Pendant qu’elle parlait, je prenais frénétiquement des notes. J’avais apporté un dessin (fait par moi-même) des tumeurs et de leur emplacement avec la taille de chacune d’entre elles d’après les scanners précédents. Le médecin m’a dit que je n’avais pas besoin de prendre des notes, qu’elle m’imprimerait une copie des résultats, mais honnêtement, j’avais juste besoin de faire quelque chose pour contrôler au mieux mes pensées alors que des horreurs y défilaient pendant que la dame lisait ce rapport.
 
Elle parvint enfin à la fin du rapport où il est question des os et des tissus mous. Je n’oublierai jamais la ligne qu’elle m’a lue à ce moment-là : « Pas de lésions osseuses agressives ou suspectes. »
  — Il n’y a donc pas non plus de métastase dans mes os, lui ai-je dit, plus comme une affirmation que comme une question.
  — Non, aucune. Ça n’a pas de sens. Pourquoi m’ont-ils appelé comme ils l’ont fait pour vous faire dire quelque chose qui n’est pas vrai ?
 
Elle a été très dérangée par tout cela, comme il était juste qu’elle le fût. De mon côté, j’ai senti un soulagement enfin couler dans mes veines.
  
Il a fallu une minute pour que ma paix revienne, mais je me sentais encore presque anémique et très faible. Je savais que la dernière heure de terreur avait eu un effet très réel sur moi.
  
Pendant ce temps, le médecin a appelé l’hôpital de Galveston et a parlé à tous les services. Personne là-bas ne savait quoi que ce soit quant à un besoin de biopsie en ce qui me concerne.
  
Il n’y avait rien dans mon dossier à ce sujet, pas de notes, pas de prescription, rien.
  
Je ne sais pas si le médecin de la prison m’a confondu avec quelqu’un d’autre, ou si c’est Galveston qui l’a fait. Je ne sais pas si quelqu’un a vraiment des métastases de cancer dans le foie et les os, ou si toute cette situation n’était qu’une grosse erreur.
  
 J’ai été convoqué au cabinet du médecin aujourd’hui pour recevoir une condamnation à mort.
 Je suis juste reconnaissant que cette fois-ci, ce n’était pas la mienne.

 Jeff

2 avril 2020 - Des nouvelles de la santé de Jeff

Bonjour à tous, cela fait un moment que Jeff n'avait plus rédigé d'article !

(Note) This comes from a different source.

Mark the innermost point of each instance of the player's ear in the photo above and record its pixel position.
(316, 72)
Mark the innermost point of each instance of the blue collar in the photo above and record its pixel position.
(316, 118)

Nous espérons que vous allez le mieux possible alors que nous nous trouvons au sein d'une crise sanitaire, mais aussi économique, devenue mondiale. Cette réalité est associée à beaucoup d'incertitudes et du coup de peurs voire d'anxiété pour bien des personnes.

Alors que je regardais un reportage parlant des effets des incertitudes sur la vie de personnes dans le cadre de la pandémie en cours, j'ai pris conscience que c'est une forme de réalité (l'incertitude) qui fait partie de la la vie de Jeff et de la mienne à un fort degré, depuis bien des années et pour diverses raisons.
Ce qui ne signifie pas que la crise actuelle ne nous affecte pas (parce que bien sûr qu'elle nous affecte), mais d'une certaine manière, nous avons l'impression d'être déjà quelque peu "formés par expérience" en ce qui concerne "vivre avec l'imprévisibilité"...
Est-ce que cela rend cette dernière plus facile à vivre? Il n'est pas possible d'apporter une réponse courte et facile à cette question, alors je ne vais même pas commencer à y répondre ici.